Las encuestas que se manejan hoy por hoy dentro del municipio, incluso las que están en manos del propio massismo, le dan al mandatario comunal alrededor de 20 puntos en intención de votos. Mientras tanto, según los relevamientos del mismísimo bruerismo, la imagen de Pablo Bruera crece un 0,3 por ciento mensual; y solo con las recientes medidas de seguridad impulsadas por su gobierno, ese guarismo alcanzó los 0,5.
En ese marco, son muchos los dirigentes -afines y no tanto- que se sorprendieron por la grata acogida que los vecinos de City Bell le brindaron al mandatario durante su aniversario centenario. “Parecía una estrella de rock”, insinuó off the record un integrante del Concejo Deliberante no enrolado en sus filas.
Casualmente, Bruera retomó sus clásicas caminatas por la ciudad, que debió suspender durante varios meses tras la tormenta del trágico 2 de abril.
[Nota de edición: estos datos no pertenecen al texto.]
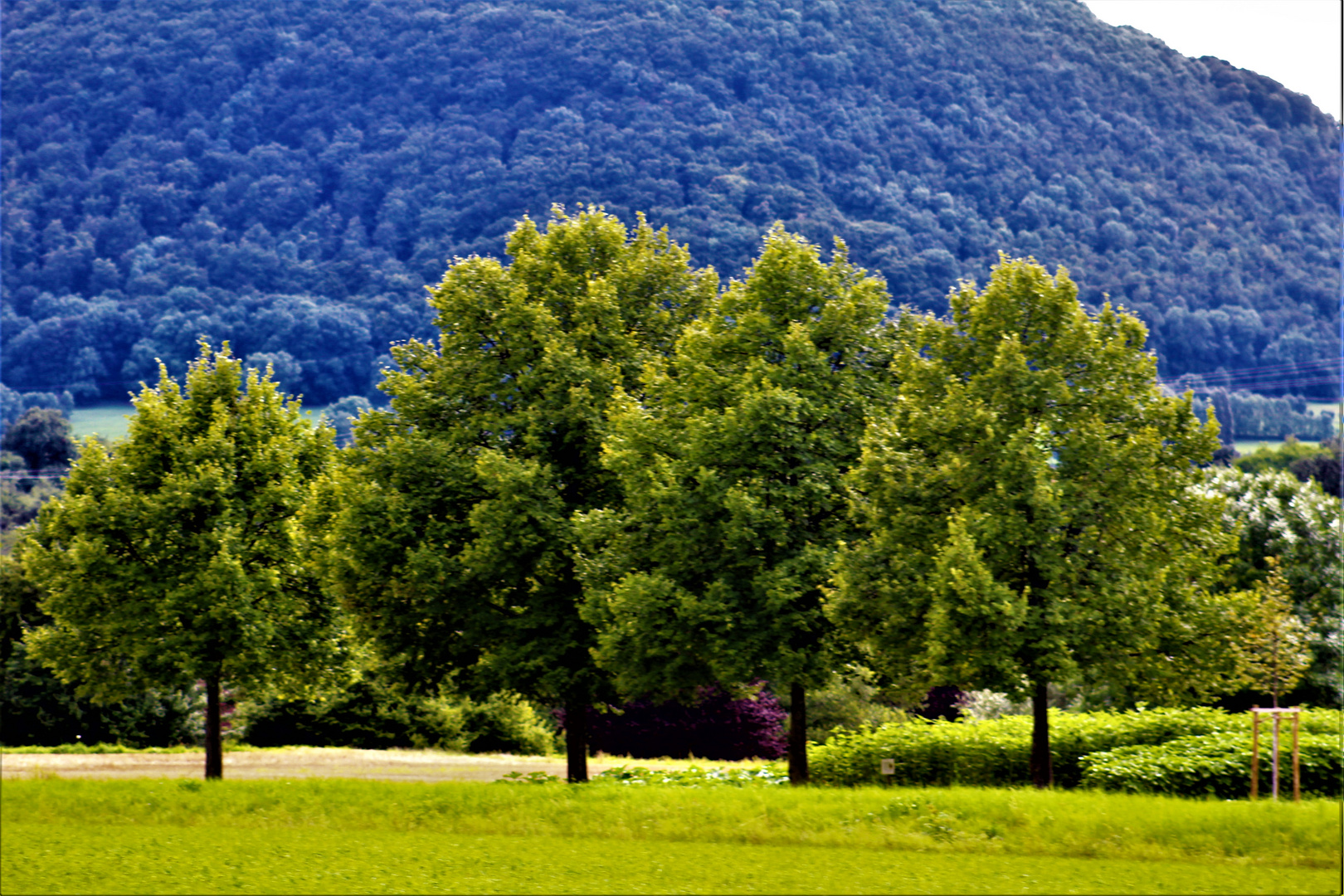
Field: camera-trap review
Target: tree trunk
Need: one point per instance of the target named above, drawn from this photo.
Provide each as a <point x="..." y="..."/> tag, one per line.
<point x="214" y="742"/>
<point x="576" y="739"/>
<point x="797" y="735"/>
<point x="1042" y="768"/>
Hoy, por ejemplo, en horas del mediodía, se lo pudo ver caminando solo por la diagonal 73, a la altura de la calle 47.
Por todo esto, puertas adentro del palacio se emocionan al ver el triste panorama opositor, desde donde no se ha sabido consensuar un candidato que le haga fuerza en los próximos comicios.
UN MILLÓN DE AMIGOS
Mientras tanto, el bruerismo mantiene excelentes relaciones con los principales espacios políticos de la política nacional, desde los favoritos Daniel Scioli y Sergio Massa, pasando por otros dirigentes de peso y posibles candidatos a dirigir los destinos del país, como el gobernador de Entre Ríos, Sergio Urribari, y el jefe de Gabinete de la Nación, Jorge “Coqui” Capitanich.
“Con lo que mide Pablo y la tracción de un candidato de peso ya tenemos ganadas las elecciones”, detalló contento un furioso bruerista.
EL DATO
Por otro lado, la dialéctica “modelo sí (con o sin cambios), modelo no” se trasladó a Casa Rosada, donde desde hace años siguen de cerca la opinión de los argentinos en torno al deseo de continuar o no con el proyecto kirchnerista.
En ese sentido, el mes de enero constituyó un punto de inflexión para el modelo, ya que el número de argentinos en contra de su continuidad superó por primera vez el 50 por ciento.
El contrapunto es que, recién el presente mes, esos guarismos comenzaron a acomodarse y el porcentaje de gente que quiere que el modelo continúe, ya sea con o sin cambios, prácticamente rozó la mitad de las voluntades.